The boat moves across an ocean where anything is possible. It is this space, that Rimbaud calls the sea, that artists try to occupy. The areas outside the quotidian, the interstitia of life where art is created and where it has its effect. (Though I imagine these interstitia are as likely to be as easily accessed when daydreaming while doing the washing up, as they are while in some kind of self-enforced ‘artistic’ meditation).
After this rush of movement and crazed imagery however, the poem resolves itself back in the everyday. The boat, after travelling the broiling ocean, becomes a toy pushed around a puddle by a child.
IV – Recovery
The modernist poet William Carlos Williams held the conviction that poetry was ‘equipment for living, a necessary guide amid the bewilderments of life.’ Williams was perhaps a connoisseur of these bewilderments, practising as a family doctor and a professor of paediatrics throughout his life.
Emergency rooms are life multiplied and concentrated: full to the brim with the drama, noise and emotion of its extreme moments. It would seem the furthest place away from the contemplative spaces where art is created and regarded.
But as Rimbaud’s boat must return from the sea to the constraints of a puddle, so these interstitial spaces must communicate with real life. And as such art can have a practical use, which can be put to work, even in the noise of an emergency room in the middle of the night.
I close the book and prepare to return to work. It is 2:50 a.m., another five hours to go before the end of the shift.
Something has changed in the short break I have had. The reading of the poem has made my body feel skittish, as if adrenaline has been released into my system. Somewhere cogs move and blocks fall into place.
When trying to assess if someone has had a heart attack I will ask them what kind of pain they have experienced. Was it sharp? blunt? heavy? stabbing?
Patients find it difficult to describe a feeling that deep and visceral. The brain is finely-honed to locate exactly a superficial sensation on the body’s surface, but is often unable to give words to a feeling that profound.

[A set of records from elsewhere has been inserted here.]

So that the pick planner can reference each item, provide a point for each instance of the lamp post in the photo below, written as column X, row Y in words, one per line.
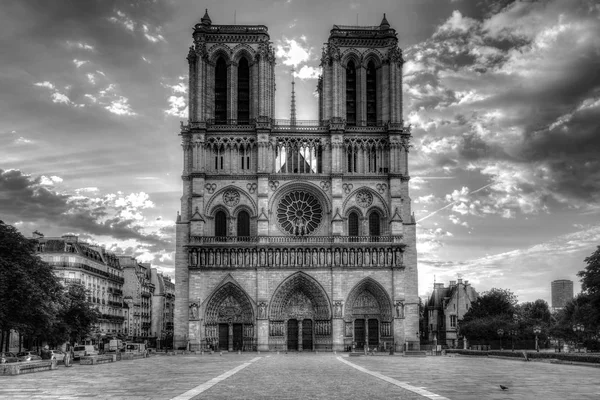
column 513, row 333
column 537, row 330
column 577, row 328
column 500, row 333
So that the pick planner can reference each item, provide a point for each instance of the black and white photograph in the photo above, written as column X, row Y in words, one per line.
column 300, row 199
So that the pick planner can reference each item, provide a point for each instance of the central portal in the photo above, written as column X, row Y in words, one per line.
column 292, row 342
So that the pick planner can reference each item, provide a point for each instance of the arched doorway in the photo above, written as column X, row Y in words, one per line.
column 229, row 320
column 300, row 316
column 368, row 316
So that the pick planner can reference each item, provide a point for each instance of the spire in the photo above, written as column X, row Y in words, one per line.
column 384, row 24
column 293, row 105
column 206, row 19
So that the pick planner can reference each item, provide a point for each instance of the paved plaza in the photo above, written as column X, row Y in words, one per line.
column 308, row 376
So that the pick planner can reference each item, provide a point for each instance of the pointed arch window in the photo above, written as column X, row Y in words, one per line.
column 243, row 92
column 221, row 91
column 220, row 224
column 374, row 226
column 353, row 225
column 371, row 94
column 351, row 93
column 243, row 223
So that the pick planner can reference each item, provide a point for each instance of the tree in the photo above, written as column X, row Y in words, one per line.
column 493, row 310
column 590, row 286
column 29, row 291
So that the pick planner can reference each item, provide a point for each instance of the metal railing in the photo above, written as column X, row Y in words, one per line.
column 294, row 239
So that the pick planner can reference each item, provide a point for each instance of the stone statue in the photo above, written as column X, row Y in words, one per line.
column 399, row 309
column 337, row 312
column 262, row 310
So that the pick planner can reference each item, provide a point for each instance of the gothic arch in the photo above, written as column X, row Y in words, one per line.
column 372, row 54
column 380, row 204
column 243, row 50
column 299, row 286
column 229, row 303
column 245, row 199
column 301, row 185
column 370, row 290
column 219, row 50
column 351, row 54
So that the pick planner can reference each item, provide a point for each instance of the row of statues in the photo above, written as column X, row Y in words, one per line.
column 252, row 257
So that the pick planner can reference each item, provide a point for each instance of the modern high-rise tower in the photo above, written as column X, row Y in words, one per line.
column 295, row 235
column 562, row 292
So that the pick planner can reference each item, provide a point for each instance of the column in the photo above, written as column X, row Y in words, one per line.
column 300, row 335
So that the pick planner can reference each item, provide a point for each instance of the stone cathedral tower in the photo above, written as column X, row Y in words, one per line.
column 295, row 235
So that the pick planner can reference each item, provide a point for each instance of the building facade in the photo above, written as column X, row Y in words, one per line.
column 92, row 266
column 138, row 291
column 163, row 306
column 444, row 309
column 295, row 235
column 562, row 293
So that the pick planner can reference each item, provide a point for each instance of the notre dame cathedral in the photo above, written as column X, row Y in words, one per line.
column 295, row 235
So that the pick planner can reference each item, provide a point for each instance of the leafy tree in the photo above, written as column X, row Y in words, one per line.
column 29, row 291
column 493, row 310
column 76, row 316
column 590, row 286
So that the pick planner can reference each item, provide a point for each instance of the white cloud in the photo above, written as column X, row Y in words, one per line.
column 120, row 107
column 45, row 84
column 50, row 180
column 291, row 52
column 79, row 63
column 178, row 106
column 58, row 97
column 80, row 45
column 307, row 72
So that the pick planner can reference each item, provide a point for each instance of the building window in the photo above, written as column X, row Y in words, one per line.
column 371, row 94
column 221, row 91
column 374, row 224
column 353, row 224
column 243, row 92
column 220, row 224
column 243, row 224
column 351, row 94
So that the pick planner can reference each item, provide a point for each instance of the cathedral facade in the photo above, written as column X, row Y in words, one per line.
column 295, row 235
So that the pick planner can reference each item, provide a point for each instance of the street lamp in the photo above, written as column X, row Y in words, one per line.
column 513, row 333
column 537, row 330
column 577, row 328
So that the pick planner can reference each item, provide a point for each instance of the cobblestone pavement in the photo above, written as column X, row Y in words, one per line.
column 308, row 376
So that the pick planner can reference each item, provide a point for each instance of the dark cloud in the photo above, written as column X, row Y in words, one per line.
column 24, row 198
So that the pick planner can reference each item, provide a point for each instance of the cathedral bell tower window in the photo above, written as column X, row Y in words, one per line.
column 351, row 93
column 220, row 91
column 243, row 92
column 371, row 94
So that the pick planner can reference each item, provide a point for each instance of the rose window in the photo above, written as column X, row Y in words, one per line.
column 299, row 213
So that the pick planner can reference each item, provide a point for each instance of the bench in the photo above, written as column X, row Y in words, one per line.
column 27, row 367
column 94, row 360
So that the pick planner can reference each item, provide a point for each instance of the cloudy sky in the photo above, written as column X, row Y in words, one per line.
column 503, row 98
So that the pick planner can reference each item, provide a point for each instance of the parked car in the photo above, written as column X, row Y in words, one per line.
column 57, row 354
column 82, row 351
column 7, row 356
column 28, row 356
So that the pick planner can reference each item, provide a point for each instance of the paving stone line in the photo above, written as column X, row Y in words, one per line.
column 403, row 385
column 207, row 385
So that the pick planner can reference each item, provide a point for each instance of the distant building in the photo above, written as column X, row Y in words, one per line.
column 163, row 306
column 444, row 308
column 95, row 268
column 562, row 292
column 138, row 290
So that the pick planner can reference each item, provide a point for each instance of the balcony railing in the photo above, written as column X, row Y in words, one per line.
column 294, row 239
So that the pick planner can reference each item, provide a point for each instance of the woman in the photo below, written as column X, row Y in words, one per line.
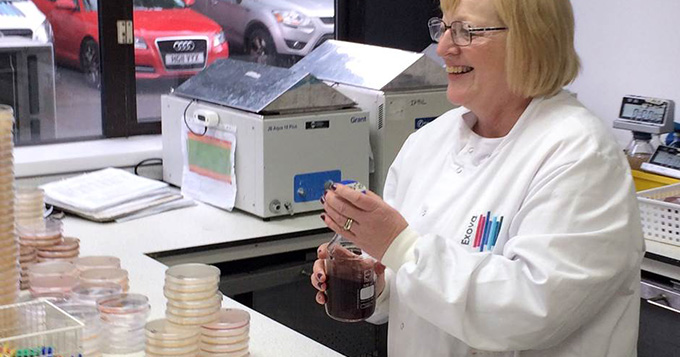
column 509, row 226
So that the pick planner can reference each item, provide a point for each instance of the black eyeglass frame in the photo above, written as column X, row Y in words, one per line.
column 471, row 30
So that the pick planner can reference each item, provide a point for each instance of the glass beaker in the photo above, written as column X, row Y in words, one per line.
column 350, row 281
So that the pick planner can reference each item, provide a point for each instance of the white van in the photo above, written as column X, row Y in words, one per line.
column 22, row 18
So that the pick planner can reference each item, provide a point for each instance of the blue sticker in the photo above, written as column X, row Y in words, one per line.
column 310, row 186
column 421, row 122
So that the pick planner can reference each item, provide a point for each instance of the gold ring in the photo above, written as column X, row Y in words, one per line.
column 348, row 224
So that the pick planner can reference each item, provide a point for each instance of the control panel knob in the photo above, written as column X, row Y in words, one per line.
column 275, row 206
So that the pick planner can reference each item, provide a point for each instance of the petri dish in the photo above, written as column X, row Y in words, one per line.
column 229, row 319
column 58, row 254
column 50, row 231
column 68, row 244
column 50, row 269
column 104, row 275
column 193, row 288
column 96, row 261
column 192, row 354
column 192, row 312
column 162, row 329
column 190, row 321
column 193, row 341
column 180, row 296
column 226, row 340
column 89, row 294
column 123, row 304
column 192, row 274
column 172, row 350
column 197, row 304
column 56, row 282
column 243, row 345
column 242, row 353
column 209, row 333
column 39, row 243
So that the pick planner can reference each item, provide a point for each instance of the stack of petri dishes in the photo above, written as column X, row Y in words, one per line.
column 123, row 319
column 52, row 279
column 106, row 276
column 164, row 338
column 40, row 235
column 27, row 257
column 29, row 206
column 67, row 250
column 193, row 295
column 92, row 331
column 9, row 249
column 96, row 262
column 87, row 294
column 228, row 336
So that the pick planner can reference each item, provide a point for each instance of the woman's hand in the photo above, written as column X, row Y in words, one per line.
column 372, row 225
column 319, row 278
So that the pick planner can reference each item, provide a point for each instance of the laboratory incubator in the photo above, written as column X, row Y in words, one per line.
column 294, row 133
column 401, row 90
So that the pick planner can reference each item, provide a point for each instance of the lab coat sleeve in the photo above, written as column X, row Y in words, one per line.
column 573, row 242
column 381, row 313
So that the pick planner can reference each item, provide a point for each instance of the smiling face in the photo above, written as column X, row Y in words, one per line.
column 476, row 73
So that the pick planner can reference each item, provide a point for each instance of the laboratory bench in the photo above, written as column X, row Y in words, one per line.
column 209, row 235
column 229, row 240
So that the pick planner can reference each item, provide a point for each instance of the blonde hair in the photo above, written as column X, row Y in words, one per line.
column 541, row 58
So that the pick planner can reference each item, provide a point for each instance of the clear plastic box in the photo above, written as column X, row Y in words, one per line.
column 39, row 323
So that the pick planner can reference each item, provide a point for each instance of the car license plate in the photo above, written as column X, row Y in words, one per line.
column 184, row 58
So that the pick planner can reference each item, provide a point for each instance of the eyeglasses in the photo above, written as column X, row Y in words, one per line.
column 461, row 32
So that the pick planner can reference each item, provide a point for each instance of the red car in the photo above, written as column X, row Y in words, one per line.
column 171, row 40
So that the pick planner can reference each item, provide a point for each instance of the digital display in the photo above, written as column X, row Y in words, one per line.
column 641, row 110
column 667, row 157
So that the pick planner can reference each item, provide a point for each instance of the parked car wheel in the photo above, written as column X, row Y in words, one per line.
column 89, row 62
column 260, row 47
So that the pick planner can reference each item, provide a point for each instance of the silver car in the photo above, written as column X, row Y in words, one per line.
column 275, row 32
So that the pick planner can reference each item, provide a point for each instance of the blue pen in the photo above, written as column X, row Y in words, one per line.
column 498, row 232
column 492, row 233
column 485, row 235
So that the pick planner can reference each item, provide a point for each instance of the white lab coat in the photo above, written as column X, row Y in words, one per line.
column 563, row 278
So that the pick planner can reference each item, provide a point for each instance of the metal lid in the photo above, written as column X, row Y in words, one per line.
column 372, row 67
column 262, row 89
column 431, row 52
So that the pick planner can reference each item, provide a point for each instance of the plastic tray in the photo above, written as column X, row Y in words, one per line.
column 660, row 220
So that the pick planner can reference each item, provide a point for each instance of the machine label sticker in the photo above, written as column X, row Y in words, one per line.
column 209, row 156
column 282, row 127
column 421, row 122
column 318, row 124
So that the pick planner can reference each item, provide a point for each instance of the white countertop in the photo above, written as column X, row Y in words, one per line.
column 189, row 228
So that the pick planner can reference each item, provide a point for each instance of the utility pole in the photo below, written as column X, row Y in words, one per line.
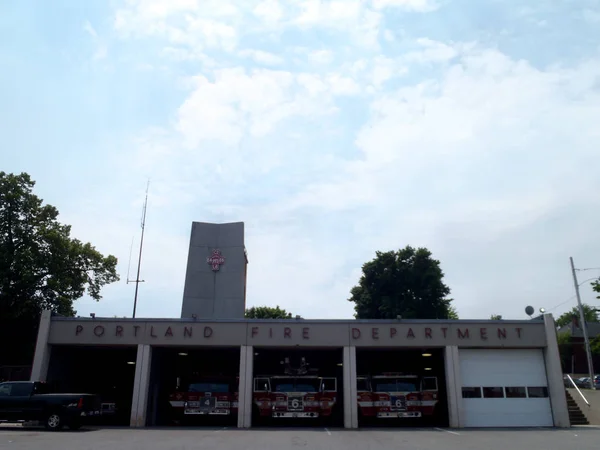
column 137, row 280
column 583, row 325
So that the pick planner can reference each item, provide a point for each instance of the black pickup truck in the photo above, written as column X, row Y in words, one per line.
column 28, row 401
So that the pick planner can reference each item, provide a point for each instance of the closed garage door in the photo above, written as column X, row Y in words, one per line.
column 504, row 388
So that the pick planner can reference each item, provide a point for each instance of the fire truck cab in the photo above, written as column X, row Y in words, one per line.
column 300, row 393
column 211, row 396
column 295, row 396
column 396, row 395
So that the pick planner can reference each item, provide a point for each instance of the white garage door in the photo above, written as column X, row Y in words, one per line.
column 504, row 388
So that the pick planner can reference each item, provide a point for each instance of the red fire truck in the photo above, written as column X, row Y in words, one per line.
column 208, row 396
column 297, row 394
column 396, row 395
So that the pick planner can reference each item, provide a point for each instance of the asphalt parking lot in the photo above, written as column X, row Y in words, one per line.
column 581, row 438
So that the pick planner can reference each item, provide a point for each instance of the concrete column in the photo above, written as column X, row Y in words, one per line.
column 350, row 393
column 246, row 386
column 453, row 386
column 41, row 358
column 139, row 402
column 556, row 388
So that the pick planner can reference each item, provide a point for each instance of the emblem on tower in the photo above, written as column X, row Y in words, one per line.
column 215, row 260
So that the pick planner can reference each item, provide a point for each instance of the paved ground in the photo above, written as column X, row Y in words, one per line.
column 580, row 438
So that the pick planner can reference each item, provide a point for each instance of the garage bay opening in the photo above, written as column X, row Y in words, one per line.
column 297, row 387
column 194, row 386
column 401, row 387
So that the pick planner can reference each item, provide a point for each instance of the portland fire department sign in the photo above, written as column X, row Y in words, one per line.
column 215, row 260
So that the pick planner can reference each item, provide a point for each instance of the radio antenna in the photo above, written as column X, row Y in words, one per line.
column 137, row 280
column 129, row 265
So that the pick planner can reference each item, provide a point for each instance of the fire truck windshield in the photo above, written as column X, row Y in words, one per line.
column 395, row 385
column 209, row 387
column 295, row 384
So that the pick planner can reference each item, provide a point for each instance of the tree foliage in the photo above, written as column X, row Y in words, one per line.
column 596, row 287
column 589, row 312
column 41, row 266
column 406, row 283
column 452, row 313
column 267, row 312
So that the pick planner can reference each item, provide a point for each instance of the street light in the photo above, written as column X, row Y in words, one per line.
column 586, row 338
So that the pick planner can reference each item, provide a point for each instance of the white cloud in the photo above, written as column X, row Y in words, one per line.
column 320, row 56
column 466, row 150
column 87, row 26
column 238, row 102
column 101, row 49
column 487, row 109
column 432, row 51
column 411, row 5
column 270, row 11
column 263, row 57
column 591, row 16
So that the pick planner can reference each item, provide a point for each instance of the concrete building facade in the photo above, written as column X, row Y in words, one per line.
column 215, row 281
column 456, row 338
column 492, row 373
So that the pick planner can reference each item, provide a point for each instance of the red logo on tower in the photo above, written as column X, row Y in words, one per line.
column 215, row 260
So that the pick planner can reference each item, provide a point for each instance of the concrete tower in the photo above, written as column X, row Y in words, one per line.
column 215, row 280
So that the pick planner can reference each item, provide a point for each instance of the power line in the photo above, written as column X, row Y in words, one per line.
column 560, row 304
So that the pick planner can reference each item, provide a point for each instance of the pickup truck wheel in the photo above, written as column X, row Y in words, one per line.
column 74, row 426
column 53, row 421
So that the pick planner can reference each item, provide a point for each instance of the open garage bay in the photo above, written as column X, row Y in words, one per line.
column 401, row 387
column 298, row 387
column 194, row 386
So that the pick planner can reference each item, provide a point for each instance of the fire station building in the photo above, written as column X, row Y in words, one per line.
column 475, row 373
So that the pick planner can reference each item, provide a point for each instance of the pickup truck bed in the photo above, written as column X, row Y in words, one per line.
column 28, row 401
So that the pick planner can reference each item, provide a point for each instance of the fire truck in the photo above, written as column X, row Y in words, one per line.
column 206, row 396
column 299, row 393
column 397, row 395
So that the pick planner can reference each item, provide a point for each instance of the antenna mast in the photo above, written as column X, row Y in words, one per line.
column 137, row 280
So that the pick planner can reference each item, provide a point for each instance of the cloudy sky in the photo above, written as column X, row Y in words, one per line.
column 331, row 128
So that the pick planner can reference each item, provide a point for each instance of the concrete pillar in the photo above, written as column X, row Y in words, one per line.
column 453, row 386
column 350, row 393
column 139, row 402
column 556, row 388
column 41, row 358
column 246, row 386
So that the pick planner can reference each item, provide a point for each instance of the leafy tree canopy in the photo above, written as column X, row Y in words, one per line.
column 267, row 312
column 589, row 312
column 596, row 287
column 41, row 266
column 407, row 283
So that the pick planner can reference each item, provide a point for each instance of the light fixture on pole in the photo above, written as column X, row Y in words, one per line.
column 583, row 326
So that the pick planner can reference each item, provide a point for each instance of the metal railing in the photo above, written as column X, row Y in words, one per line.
column 580, row 393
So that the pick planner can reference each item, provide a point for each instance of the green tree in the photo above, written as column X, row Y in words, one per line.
column 589, row 312
column 595, row 345
column 406, row 283
column 452, row 313
column 41, row 266
column 596, row 287
column 267, row 312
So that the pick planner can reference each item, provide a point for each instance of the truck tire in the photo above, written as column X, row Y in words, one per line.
column 76, row 425
column 53, row 421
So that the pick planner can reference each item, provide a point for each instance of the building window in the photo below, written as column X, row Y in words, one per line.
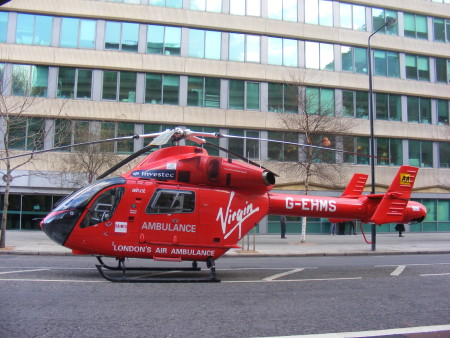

Patients will instead often fold a hand into a fist and press it against their chest to indicate what they mean. The effect of the poem is similar: some altering in the relationship between the self and the world, a communication between the interstitium and the cell, that takes place in the depths, impossible to locate precisely or accurately describe.
I return to the emergency room and check first on the old man. The intravenous bag flowing into the vein in his arm is nearly empty. A little colour has returned to his cheeks and he appears less hollowed out.
The sodium chloride has rehydrated him, filling his interstitium. These spaces, the spaces between cells, though empty, do have a function. They give the tissues of the body their tensile strength. They are the scaffolding on which life sits. Without them we would not be able to combat gravity, to walk upright, to reach high.
The old man grabs the sides of the gurney as I approach. He pulls himself up to sit.